Interviewed on Saturday, Sheikh Ibrahim Hassan Kirya, spokesman for the Kibuli group, said they were not in a hurry to find a replacement.

“I think we don’t have a leadership vacuum yet. The Supreme Mufti had two deputies and as of now, the first deputy [Sheikh Kibaate] will act in that capacity until such a time when we will be ready to elect Sheikh Kayongo’s successor,” Sheikh Kirya said.

Sheikh Kirya also dismissed candidates suggested by some Muslims, saying the college, led by Sheikh Abdul Obeid Kamulegeya, would identify potential candidates.

“There are qualities that we look for and it may take quite some time,” he said.

At Kibuli on Friday, President Museveni urged Muslims to carry on with Sheikh Kayongo’s struggle, “because death of a comrade” does not stop a struggle.

“Sheikh Kayongo was crucial in our efforts to unite Muslims because he appeared to have credibility among many Muslims. To be credible is a self, built [trait] and it is not common among many people,” Museveni said, adding that he was committed to uniting the Kibuli and Old Kampala factions.

“These divisions can appear small but can spill over into something big like what we are seeing in the Arab world,” Museveni said.


Several dignitaries, such as the retired archbishop of the church of Uganda, Livingstone Mpalanyi Nkoyoyo Buganda Katikkiro Charles Peter Mayiga, his predecessor JB Walusimbi, former FDC president Dr Kizza Besigye and ambassadors were among the mourners at Kibuli.
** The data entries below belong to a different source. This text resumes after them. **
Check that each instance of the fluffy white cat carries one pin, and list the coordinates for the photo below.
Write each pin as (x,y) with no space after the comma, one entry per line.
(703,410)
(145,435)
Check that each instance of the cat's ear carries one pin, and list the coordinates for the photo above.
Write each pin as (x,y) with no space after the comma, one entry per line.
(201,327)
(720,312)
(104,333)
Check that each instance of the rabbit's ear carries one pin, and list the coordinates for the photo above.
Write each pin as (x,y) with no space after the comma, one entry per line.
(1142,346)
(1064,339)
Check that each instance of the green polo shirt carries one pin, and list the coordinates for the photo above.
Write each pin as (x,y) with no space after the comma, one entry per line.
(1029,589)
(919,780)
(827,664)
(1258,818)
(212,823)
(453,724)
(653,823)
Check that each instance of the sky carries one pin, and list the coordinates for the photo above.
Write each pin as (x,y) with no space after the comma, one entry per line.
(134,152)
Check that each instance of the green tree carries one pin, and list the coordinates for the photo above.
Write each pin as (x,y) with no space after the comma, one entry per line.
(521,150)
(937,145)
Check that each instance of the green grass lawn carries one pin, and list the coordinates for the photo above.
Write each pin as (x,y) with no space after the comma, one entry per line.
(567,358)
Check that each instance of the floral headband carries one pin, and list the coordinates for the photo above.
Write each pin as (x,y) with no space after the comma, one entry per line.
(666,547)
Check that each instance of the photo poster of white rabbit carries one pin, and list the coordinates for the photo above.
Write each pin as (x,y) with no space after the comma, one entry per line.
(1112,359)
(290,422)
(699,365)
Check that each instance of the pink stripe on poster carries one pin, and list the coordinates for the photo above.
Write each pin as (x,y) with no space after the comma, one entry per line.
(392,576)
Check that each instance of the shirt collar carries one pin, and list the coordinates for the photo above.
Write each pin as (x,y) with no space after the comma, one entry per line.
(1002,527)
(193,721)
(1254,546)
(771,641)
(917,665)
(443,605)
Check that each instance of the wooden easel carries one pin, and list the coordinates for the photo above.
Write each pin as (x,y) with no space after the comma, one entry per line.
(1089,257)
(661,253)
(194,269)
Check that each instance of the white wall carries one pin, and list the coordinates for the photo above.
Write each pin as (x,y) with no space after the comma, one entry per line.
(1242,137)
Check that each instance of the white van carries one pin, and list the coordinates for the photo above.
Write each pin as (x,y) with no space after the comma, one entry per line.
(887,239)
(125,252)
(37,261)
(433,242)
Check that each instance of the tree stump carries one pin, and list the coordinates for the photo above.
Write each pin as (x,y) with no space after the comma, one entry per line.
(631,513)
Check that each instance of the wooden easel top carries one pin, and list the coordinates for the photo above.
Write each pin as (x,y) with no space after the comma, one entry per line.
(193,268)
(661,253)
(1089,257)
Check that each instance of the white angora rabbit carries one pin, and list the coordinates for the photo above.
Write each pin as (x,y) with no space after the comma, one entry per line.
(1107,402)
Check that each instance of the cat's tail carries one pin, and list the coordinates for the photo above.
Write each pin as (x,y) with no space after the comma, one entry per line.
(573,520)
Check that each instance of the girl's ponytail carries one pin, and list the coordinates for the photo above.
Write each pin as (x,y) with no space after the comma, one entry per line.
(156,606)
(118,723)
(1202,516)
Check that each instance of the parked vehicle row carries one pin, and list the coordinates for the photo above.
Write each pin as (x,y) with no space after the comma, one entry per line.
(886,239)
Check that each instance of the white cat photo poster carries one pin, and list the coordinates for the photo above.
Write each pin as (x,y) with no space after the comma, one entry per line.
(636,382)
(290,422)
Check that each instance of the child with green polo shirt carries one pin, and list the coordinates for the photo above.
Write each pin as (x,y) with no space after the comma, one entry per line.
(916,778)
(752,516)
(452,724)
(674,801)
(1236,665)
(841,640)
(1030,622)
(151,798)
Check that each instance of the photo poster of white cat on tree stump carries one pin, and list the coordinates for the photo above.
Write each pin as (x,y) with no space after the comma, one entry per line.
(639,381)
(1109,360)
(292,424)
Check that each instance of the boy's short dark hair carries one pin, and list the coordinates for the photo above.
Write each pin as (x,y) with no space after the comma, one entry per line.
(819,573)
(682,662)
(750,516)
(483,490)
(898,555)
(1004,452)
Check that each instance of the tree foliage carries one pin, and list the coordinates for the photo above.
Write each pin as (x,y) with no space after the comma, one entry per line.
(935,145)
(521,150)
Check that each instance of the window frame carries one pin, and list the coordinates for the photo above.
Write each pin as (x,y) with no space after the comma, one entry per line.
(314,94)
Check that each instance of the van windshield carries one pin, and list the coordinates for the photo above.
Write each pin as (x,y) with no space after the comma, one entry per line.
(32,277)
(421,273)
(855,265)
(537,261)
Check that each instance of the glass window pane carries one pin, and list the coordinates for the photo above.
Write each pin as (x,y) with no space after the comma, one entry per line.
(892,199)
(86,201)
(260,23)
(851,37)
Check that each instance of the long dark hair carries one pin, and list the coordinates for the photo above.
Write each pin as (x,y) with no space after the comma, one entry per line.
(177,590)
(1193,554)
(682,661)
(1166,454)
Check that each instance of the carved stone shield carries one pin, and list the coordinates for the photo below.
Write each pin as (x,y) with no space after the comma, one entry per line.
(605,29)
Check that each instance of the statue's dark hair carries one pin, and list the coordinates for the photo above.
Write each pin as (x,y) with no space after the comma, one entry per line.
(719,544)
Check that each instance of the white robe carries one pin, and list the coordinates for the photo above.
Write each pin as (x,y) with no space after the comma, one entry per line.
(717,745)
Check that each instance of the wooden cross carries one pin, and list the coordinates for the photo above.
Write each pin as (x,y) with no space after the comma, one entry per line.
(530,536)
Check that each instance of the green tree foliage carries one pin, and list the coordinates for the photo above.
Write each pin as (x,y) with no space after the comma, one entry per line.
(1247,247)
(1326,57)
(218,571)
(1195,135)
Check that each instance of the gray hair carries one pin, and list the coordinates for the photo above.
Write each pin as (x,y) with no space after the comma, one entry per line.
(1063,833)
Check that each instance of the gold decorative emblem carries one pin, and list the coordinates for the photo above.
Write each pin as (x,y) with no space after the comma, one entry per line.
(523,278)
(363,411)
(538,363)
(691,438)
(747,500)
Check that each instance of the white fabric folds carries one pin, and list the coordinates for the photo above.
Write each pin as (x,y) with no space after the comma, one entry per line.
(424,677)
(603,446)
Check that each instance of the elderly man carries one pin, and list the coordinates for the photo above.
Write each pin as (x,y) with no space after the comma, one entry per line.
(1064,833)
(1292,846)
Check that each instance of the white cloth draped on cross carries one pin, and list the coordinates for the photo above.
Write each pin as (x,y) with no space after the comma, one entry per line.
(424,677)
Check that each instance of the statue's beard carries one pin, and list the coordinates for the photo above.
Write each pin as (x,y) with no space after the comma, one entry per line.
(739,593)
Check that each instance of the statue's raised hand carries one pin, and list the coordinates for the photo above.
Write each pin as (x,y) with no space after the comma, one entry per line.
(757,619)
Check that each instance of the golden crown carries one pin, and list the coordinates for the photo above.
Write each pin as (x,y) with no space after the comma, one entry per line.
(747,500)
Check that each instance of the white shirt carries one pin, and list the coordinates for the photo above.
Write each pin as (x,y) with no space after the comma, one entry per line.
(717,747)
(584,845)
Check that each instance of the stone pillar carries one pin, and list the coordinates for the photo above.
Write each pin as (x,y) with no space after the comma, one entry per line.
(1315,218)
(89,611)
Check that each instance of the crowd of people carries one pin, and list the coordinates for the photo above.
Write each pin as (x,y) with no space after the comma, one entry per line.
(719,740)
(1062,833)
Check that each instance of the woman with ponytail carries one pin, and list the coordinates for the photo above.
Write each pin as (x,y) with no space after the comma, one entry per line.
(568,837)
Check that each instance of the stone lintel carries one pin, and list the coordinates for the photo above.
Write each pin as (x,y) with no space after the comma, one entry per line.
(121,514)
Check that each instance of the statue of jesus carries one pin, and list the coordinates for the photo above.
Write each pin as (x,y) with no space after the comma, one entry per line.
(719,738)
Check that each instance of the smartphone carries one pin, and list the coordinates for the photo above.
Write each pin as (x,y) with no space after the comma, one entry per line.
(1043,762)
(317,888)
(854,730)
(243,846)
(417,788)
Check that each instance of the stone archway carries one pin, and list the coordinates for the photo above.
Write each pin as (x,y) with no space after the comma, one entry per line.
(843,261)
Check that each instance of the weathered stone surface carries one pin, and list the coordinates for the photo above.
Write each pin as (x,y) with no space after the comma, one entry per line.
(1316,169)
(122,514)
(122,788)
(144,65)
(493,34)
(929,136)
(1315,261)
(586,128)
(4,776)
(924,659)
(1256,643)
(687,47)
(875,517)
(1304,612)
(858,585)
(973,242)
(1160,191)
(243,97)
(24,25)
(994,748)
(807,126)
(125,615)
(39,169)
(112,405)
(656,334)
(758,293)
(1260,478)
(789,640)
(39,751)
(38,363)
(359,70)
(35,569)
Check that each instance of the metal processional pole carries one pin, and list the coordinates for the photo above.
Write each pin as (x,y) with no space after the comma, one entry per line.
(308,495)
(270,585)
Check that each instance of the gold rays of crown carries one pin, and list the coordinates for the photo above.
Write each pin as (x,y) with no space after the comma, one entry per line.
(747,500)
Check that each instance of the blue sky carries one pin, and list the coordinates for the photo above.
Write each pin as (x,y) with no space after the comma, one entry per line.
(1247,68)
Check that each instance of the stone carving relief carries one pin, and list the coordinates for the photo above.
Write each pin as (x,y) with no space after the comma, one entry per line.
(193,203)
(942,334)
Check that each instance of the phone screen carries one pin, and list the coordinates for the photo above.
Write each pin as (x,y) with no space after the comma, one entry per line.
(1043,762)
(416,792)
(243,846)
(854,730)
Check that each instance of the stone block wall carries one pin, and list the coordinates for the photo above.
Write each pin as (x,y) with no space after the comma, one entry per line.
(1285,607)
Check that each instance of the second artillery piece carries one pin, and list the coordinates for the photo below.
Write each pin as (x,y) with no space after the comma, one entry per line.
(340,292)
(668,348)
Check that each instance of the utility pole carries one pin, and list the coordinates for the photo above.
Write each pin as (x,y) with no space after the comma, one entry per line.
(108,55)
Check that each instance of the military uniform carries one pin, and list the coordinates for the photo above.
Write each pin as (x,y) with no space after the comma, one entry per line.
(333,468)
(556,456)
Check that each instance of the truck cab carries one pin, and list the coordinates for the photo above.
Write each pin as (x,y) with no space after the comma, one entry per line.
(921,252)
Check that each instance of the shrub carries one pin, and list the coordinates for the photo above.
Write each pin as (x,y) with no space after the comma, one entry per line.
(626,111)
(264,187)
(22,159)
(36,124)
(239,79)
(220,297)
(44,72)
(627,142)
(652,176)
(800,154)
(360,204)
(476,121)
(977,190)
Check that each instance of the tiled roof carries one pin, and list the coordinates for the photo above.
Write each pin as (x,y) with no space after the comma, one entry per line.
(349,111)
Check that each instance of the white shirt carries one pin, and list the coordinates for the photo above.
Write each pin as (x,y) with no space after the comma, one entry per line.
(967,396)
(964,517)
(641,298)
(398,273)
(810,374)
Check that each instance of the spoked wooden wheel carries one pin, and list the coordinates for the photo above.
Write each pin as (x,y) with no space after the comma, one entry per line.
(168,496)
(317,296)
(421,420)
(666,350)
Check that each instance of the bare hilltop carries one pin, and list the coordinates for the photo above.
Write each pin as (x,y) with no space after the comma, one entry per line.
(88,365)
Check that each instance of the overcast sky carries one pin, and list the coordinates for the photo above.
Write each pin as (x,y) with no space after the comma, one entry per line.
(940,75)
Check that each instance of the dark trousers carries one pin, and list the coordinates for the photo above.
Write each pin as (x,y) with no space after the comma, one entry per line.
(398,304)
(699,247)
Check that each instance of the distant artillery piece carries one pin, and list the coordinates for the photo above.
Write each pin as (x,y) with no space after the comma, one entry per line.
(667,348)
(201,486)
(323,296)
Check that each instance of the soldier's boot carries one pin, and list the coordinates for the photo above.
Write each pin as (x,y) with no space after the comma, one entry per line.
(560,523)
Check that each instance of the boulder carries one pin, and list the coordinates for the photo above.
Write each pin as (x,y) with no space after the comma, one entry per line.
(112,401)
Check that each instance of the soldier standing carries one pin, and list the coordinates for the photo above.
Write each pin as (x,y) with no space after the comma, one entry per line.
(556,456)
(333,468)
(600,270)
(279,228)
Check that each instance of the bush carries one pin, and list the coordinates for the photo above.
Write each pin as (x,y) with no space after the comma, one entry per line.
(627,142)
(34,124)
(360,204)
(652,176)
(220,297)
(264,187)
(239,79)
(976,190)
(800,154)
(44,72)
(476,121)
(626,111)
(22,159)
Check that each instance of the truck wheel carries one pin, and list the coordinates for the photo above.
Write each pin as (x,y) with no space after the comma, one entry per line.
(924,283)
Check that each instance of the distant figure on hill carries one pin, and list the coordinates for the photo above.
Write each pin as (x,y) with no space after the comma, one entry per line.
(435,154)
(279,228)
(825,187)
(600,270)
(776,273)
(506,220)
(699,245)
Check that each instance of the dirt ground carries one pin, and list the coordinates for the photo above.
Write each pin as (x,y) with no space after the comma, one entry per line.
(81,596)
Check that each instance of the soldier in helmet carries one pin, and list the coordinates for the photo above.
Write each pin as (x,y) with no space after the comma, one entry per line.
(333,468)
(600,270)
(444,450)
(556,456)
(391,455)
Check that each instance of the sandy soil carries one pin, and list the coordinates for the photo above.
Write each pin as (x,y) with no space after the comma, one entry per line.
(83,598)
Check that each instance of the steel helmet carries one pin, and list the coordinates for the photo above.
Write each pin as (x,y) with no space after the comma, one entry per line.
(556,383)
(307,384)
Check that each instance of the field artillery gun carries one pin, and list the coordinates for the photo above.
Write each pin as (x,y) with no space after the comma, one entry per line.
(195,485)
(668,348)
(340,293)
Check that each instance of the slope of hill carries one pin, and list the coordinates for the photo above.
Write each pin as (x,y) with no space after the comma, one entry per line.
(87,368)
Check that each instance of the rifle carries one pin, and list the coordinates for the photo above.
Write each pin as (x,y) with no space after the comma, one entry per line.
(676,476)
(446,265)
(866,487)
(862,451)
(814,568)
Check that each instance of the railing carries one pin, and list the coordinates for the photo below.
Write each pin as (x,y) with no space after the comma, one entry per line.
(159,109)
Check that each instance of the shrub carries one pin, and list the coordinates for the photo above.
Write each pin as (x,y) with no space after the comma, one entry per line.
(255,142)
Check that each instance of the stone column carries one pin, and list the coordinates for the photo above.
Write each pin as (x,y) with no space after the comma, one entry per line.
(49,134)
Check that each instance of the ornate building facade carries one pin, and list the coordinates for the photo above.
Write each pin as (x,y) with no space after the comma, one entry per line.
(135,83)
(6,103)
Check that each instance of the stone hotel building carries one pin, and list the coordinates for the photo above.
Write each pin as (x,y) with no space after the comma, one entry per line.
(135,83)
Speakers remembered Kayongo as a peacemaker, a great teacher and an honest man.

He was the first man to get scholarships for Ugandan sheikhs to study abroad. Sheikh Kayongo was among the people former president Idi Amin Dada consulted hours before toppling Dr Apollo Milton Obote in 1971. After that consultation at Bulange (the Republic House), Sheikh Kayongo drove to Kibuli and informed Prince Badru Kakungulu about the coup plot.

In 1972, after the return of Sir Edward Mutesa II’s remains, Sheikh Kayongo formed part of the team that received crown prince Ronald Muwenda Mutebi II at Kakungulu’s house at Kibuli. In 1986, he was part of the delegation that went to Mecca, Saudi Arabia to negotiate peace among Ugandan Muslims.

The negotiations resulted into the 1987 Uganda Muslim Supreme Council (UMSC) constitution under which he deputized Mufti Sheikh Ibrahim Saad Luwemba. In 1993, to resolve the rivalry between Sheikh Luwemba and Sheikh Hussein Rajab Kakooza, Museveni instituted a committee led by retired Supreme court judge George Kanyeihamba to resolve the wrangle.

The outcome of this effort was the institution of an interim administration led by Sheikh Ahmad Mukasa and deputized by Sheikh Kayongo. The wrangles did not end until December 2000 when Sheikh Shaban Ramathan Mubajje was elected Mufti.

Sheikh Kayongo went off the scene but resurfaced on January 28, 2008 when he was installed as Supreme Mufti, a rival to Mubajje.